Wer mit Bienen arbeite, lerne ständig dazu, sagt der Imker Klébert Silvestre. Er führt in den französischen Alpen mit der Zucht von Schwarzbienen eine alte Familientradition fort – trotz vieler Herausforderungen.
Herr Silvestre, Sie haben 150 Bienenstöcke. Was fasziniert Sie an der Imkerei?
Vor allem die Freude an der Arbeit mit der Natur. Darüber hinaus verbindet die Bienenzucht intellektuelle und physische Arbeit. Körperlich, weil ich die Bienenstöcke anheben und tragen muss. Aber ich muss auch aufpassen, was ich tue, weil ich mit lebendigen Insekten arbeite. Ich überlege, was zu tun ist, beobachte das Wetter und die Blütezeit. Ich lebe im Rhythmus der Natur, wenn ich mit Bienen arbeite.
Was ist denn das intellektuell Herausfordernde an der Arbeit mit Bienen?
Man muss lernen, wie ein Bienenstock funktioniert. Je nach Jahreszeit und Zustand des Bienenstocks muss ich entscheiden, ob ich eingreife oder nicht – und was genau ich machen will. Es ist auch notwendig, die Krankheiten der Bienen zu kennen, die Entwicklung der Königinnen und der Schwärme. Es gibt viel zu lernen. Wir Menschen arbeiten seit Jahrhunderten mit Bienen und wissen viele Dinge – aber noch nicht alles. Wir machen immer noch Entdeckungen über die Bienenzucht, sie ändert sich ständig. Dieselben Dinge funktionieren von einem Jahr auf das andere nicht mehr, also müssen wir verstehen, warum.

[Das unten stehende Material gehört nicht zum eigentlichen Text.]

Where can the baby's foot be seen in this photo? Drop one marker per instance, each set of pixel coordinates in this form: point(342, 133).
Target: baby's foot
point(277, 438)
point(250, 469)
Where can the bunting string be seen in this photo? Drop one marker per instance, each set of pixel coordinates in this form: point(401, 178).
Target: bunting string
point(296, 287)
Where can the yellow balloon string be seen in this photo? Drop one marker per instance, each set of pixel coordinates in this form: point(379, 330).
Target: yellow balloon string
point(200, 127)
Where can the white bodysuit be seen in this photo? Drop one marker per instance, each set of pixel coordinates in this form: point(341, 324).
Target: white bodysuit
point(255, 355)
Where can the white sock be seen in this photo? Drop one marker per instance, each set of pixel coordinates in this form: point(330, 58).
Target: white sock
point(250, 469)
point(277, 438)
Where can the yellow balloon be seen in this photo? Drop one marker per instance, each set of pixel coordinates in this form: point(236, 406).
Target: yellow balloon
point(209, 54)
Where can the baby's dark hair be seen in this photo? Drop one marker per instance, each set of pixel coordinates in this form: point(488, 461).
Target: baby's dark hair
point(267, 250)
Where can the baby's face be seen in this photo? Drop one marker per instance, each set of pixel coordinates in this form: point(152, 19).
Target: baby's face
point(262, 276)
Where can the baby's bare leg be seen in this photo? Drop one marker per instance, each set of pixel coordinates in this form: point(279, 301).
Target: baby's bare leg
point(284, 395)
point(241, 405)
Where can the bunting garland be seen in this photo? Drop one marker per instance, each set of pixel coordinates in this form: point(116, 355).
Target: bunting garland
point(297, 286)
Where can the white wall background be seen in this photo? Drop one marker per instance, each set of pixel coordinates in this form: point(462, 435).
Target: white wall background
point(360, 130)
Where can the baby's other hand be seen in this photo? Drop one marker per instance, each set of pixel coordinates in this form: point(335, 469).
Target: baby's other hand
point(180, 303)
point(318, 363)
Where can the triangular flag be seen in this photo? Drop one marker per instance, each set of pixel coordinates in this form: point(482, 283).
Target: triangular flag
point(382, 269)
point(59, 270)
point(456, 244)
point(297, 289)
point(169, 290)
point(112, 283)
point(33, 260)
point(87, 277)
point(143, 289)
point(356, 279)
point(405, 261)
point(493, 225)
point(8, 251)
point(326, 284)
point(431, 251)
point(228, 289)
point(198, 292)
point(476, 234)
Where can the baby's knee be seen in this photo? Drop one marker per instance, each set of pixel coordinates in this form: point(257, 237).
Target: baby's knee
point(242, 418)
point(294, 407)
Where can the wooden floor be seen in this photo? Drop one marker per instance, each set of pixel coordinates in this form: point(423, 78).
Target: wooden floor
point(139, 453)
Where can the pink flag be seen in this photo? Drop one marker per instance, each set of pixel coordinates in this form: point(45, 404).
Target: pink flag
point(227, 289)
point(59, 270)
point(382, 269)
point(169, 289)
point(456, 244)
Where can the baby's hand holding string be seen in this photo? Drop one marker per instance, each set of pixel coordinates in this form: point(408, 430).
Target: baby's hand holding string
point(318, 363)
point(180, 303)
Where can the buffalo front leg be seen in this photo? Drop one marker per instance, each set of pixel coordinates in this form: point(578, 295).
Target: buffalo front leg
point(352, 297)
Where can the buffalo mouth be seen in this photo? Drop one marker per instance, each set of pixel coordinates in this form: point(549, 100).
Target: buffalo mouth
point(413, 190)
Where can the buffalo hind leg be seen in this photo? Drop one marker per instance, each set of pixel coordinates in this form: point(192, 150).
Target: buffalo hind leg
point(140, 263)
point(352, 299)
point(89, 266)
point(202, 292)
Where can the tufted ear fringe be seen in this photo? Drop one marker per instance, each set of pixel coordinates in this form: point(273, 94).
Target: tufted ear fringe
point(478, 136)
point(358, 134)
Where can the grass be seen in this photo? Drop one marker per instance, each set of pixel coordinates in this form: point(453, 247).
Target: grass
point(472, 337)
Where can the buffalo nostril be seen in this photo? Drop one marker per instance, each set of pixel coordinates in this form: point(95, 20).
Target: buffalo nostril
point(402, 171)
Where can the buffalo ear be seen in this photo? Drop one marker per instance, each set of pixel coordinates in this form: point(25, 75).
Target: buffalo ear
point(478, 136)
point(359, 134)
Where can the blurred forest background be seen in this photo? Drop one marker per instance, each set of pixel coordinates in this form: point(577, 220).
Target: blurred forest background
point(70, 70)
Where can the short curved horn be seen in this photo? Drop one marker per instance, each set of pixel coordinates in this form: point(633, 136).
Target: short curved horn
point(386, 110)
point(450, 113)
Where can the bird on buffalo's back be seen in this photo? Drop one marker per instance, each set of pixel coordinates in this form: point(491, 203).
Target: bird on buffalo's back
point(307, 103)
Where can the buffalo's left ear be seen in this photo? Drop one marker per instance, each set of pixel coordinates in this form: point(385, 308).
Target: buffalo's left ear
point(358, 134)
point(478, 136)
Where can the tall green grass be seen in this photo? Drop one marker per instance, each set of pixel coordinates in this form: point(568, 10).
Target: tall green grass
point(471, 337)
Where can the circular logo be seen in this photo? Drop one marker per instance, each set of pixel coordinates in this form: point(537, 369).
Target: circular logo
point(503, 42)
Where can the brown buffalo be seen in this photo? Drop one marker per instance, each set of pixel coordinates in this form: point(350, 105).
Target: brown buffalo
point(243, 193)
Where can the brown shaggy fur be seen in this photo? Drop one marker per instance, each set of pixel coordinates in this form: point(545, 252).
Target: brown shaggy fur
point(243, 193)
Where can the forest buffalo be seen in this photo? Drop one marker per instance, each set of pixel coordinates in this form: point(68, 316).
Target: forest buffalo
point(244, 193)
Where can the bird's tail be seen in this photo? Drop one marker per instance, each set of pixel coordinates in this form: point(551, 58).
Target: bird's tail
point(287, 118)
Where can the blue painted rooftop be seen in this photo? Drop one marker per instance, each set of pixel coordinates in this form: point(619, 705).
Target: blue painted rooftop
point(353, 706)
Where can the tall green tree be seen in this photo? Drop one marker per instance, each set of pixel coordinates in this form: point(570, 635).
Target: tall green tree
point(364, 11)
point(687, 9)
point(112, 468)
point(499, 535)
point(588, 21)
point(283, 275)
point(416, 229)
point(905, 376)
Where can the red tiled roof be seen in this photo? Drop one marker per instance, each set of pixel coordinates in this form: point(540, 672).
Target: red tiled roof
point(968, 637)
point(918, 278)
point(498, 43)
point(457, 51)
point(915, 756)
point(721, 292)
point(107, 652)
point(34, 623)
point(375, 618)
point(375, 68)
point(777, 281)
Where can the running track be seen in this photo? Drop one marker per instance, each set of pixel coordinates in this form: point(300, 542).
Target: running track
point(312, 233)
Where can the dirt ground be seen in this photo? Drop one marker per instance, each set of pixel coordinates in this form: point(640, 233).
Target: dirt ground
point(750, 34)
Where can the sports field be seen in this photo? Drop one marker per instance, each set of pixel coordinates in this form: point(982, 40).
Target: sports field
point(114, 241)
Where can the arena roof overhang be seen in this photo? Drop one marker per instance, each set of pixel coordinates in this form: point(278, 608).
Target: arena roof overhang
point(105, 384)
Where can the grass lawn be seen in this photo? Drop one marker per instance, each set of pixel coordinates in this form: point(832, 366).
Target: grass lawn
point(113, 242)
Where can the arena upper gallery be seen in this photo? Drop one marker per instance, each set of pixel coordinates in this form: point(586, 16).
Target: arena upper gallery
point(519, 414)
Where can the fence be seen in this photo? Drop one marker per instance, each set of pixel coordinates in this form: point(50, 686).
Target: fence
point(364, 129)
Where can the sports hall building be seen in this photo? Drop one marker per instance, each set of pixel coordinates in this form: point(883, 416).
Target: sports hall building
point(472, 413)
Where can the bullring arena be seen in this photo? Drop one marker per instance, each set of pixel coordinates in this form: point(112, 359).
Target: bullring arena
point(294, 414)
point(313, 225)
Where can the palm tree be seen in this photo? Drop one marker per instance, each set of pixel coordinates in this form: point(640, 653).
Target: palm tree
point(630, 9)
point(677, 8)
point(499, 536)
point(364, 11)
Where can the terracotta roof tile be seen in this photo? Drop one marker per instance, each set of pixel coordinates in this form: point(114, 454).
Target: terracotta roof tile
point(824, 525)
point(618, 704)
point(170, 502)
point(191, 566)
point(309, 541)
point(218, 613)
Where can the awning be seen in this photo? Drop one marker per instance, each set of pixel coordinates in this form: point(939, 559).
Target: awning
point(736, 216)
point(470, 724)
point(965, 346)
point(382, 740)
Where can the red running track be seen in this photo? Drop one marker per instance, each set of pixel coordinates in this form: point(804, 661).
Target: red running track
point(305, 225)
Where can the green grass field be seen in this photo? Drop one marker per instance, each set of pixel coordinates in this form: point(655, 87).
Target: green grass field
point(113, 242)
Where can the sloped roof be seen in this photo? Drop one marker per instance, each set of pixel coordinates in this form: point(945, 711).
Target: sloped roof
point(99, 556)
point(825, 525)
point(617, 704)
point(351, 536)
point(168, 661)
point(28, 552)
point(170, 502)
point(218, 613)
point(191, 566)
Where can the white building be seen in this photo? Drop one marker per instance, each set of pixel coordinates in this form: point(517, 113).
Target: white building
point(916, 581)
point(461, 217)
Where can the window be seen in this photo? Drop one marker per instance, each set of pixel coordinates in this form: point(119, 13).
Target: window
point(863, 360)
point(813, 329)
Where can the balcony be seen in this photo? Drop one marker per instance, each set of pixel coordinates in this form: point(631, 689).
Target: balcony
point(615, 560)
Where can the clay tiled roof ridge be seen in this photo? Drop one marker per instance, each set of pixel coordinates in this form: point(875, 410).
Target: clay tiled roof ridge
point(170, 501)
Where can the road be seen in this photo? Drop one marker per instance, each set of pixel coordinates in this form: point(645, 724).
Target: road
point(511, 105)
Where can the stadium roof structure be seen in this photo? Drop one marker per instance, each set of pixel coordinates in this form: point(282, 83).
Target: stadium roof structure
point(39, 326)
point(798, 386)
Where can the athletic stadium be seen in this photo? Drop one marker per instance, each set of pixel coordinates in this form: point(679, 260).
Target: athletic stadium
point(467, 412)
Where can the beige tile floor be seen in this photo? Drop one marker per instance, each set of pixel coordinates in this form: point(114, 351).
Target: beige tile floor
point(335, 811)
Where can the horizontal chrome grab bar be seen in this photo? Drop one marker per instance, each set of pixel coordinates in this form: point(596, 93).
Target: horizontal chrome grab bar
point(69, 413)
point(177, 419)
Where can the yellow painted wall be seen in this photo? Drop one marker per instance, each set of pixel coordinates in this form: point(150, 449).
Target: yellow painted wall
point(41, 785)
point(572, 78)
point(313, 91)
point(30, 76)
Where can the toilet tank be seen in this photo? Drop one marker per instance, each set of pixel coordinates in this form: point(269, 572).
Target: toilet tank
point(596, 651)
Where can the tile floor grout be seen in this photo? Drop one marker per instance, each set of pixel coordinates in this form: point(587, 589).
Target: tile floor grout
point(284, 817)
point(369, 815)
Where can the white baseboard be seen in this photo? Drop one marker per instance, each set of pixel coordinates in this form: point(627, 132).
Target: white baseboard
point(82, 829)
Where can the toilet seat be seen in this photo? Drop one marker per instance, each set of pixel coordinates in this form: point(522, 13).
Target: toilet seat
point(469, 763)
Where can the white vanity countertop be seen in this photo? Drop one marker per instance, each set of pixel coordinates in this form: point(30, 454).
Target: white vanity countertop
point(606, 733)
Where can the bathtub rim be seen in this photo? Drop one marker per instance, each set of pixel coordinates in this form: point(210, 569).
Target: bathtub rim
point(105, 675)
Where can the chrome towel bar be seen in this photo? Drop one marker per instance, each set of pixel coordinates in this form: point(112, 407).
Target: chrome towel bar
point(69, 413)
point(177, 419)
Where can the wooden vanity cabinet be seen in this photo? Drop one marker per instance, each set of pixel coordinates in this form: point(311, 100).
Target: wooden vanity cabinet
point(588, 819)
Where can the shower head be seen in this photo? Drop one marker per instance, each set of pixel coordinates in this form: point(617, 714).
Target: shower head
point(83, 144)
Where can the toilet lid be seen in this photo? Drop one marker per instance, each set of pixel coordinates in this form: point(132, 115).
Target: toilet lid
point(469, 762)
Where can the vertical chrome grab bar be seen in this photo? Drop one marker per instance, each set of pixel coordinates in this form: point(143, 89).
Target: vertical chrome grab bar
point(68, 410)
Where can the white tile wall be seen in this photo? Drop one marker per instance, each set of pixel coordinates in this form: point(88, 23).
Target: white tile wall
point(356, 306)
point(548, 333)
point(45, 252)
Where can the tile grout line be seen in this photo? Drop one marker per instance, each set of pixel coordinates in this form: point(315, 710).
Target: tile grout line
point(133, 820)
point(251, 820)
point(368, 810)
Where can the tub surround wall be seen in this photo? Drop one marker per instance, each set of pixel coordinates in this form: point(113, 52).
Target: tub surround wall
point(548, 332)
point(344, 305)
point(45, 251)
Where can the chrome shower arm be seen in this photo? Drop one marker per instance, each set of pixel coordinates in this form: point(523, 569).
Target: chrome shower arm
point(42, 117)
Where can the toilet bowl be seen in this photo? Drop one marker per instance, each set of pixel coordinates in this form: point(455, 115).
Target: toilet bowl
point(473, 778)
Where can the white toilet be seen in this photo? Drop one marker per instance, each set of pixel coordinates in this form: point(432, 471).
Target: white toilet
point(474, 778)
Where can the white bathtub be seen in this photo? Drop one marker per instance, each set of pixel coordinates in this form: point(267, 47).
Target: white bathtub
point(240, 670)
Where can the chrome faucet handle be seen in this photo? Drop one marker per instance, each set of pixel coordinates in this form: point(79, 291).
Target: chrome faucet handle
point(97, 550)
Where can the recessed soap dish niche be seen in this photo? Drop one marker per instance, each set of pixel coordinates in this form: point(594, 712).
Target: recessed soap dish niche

Sie interessieren sich besonders für die Schwarzbiene. Warum?
Weil es eine lokale Honigbienenart ist, die schon meine Grosseltern gezüchtet haben. Wenn wir sie auch für unsere Kinder erhalten könnten, wäre das gut, weil es eine Biene ist, die sich an unsere Umweltbedingungen angepasst hat, die im Vergleich zu anderen Arten naturnäher und robuster ist. Das steht für mich im Einklang mit nachhaltiger Entwicklung. Die Schwarzbienen sind an unsere Bergregion angepasst. Sie sind in der Lage, im Winter sechs Monate unter dem Schnee zu verbringen – im Gegensatz zu anderen Honigbienenarten, die damit Schwierigkeiten haben würden. In unserer Region hört die Königin Ende September auf, Eier zu legen und beginnt gegen Ende Februar wieder. Fünf Monate lang gibt es keine Blumen und kein Eierlegen. Die Tiere müssen also im Bienenstock bleiben, möglichst wenig Honig verbrauchen, keine zu grossen Völker haben und vor allem im Frühjahr erst nach der Schneeschmelze wieder aktiv werden.
Gibt es sie auch in anderen Regionen?
Die Dunkle Europäische Biene «Apis Mellifera Mellifera» kam ursprünglich in ganz Westeuropa vor. Sie existiert auch in anderen Regionen und Ländern und hat sich dort lokal angepasst. Es gibt zum Beispiel die Schwarzbiene von der Insel Ouessant im Nordwesten Frankreichs. Es ist dieselbe Art, aber doch völlig anders als die Schwarzbiene in Bergregionen. Sie hat sich an die Bretagne und das regnerische Wetter dort angepasst. Aber sie kann beispielsweise nicht mit einem langen Winter umgehen, wie es ihn in Gebirgsregionen gibt.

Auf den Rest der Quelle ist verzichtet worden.